Steve Woods

Embracing the Stranger

In What Day is it? on September 11, 2009 at 10:30 pm
Suffering through aftermath of 9/11

Suffering through aftermath of 9/11

The day was September 15, 2001, just four days after we held each other in front of our televisions, watching our combined sense of security explode, disintegrate, tumble to the very ground before our eyes.  For many of us, our hearts were still filled by having drunk from the bitter cup of sadness, distrust, fear, anger.  For some of us, this dangerous brew was just too much to stomach…

Early that morning, like any other, Balbir Singh Sodhi headed off from his Mesa, Arizona home to work.  A Sikh from India, Balbir moved to America in 1991, opening up a gas station in Mesa a year later. On that fateful day an angry Frank Roque, after having spent a number of days vowing revenge against “the ragheads” in local bars, walked into Balbir’s Chevron station and shot him to death. While being arrested, after having moved on to shoot into the home of an Afghani family and narrowly missing a Lebanese clerk at a Mobil station, Frank stated that he stood “for America all the way.”

9/11 is a day of collective mourning for our Nation, going about our day amidst the calls for soft moments of silence, gingerly looking once again towards the slowly healing Footprint.  But if the sense of loss, the hollowness with which we went about our business, is as a result of thinking about the loss of lives on that day, then you have missed a chance to ponder on, to mourn an even greater loss  – discovering ourselves through friendship with the Stranger.

In the aftermath of 9/11, Al Qaeda rejoiced in a perceived victory. What they saw was much more than the fall of the World Trade Center, the smoke rising from the Pentagon.  Al Qaeda’s sights were set much farther than the destruction of that day, as they awaited angry American retaliation.

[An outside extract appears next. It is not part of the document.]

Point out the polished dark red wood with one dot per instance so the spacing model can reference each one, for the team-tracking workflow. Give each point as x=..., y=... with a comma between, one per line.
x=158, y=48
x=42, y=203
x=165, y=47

To be sure the destruction of the day led us to an angry precipice, wanting solid revenge on the perpetrators. It is estimated that had Flight 93 hit its mark, likely the Halls of Congress or the White House itself, we may’ve struck out in blind anger at any number of Muslim nations.  At least that is what Al Qaeda had hoped for, and they were ready to drum up Muslim nations in retaliation against Western nations in turn, in an endlessly escalating spree of suspicion and anger, violence and war. Balbir Singh Sodhi was a victim of such a demand for immediate “justice,” a victim of being the Stranger during times of anger.

It is said that to love your enemy is the surest way to defeat him.  Our enemies in Al Qaeda rely on a belief that we are a nation of bigots and simpletons, that if you simply add angry men calling themselves Muslims into American society, along with some level of public destruction, we will attack and isolate ourselves from Islam.  So how do we upset these plans?

How well do you know Islam? Have you taken time to learn about the contents of the Koran? Have you taken the time to talk with a member of the Islamic faith?  Shared a lunch? Dinner? Day? Studied how 1.6 Billion people commemorate Ramadan, or helped even one Muslim family celebrate Eid ul-Fitr?  Are you actively working on breaking down the walls?

America is all about the melting pot, the blending of all of us together into one place.  To be truly “for America all the way,” is to blend ourselves into the mix, into that place.  To consider your neighbors that pray differently, dress differently, act differently to be just as much a part of the mixture as yourself.

I ask you to consider learning more about those faiths that are completely foreign to you.  I am asking you to take a journey together, to find the Stranger and get to know him, to bring an understanding of him into your life, to not only accept or tolerate, but to find a way to embrace his presence all around you.  Because in a melting pot society, we will never truly get to know our national identity, will never be able to strengthen its individual bonds against our enemies, without first having embraced the Stranger.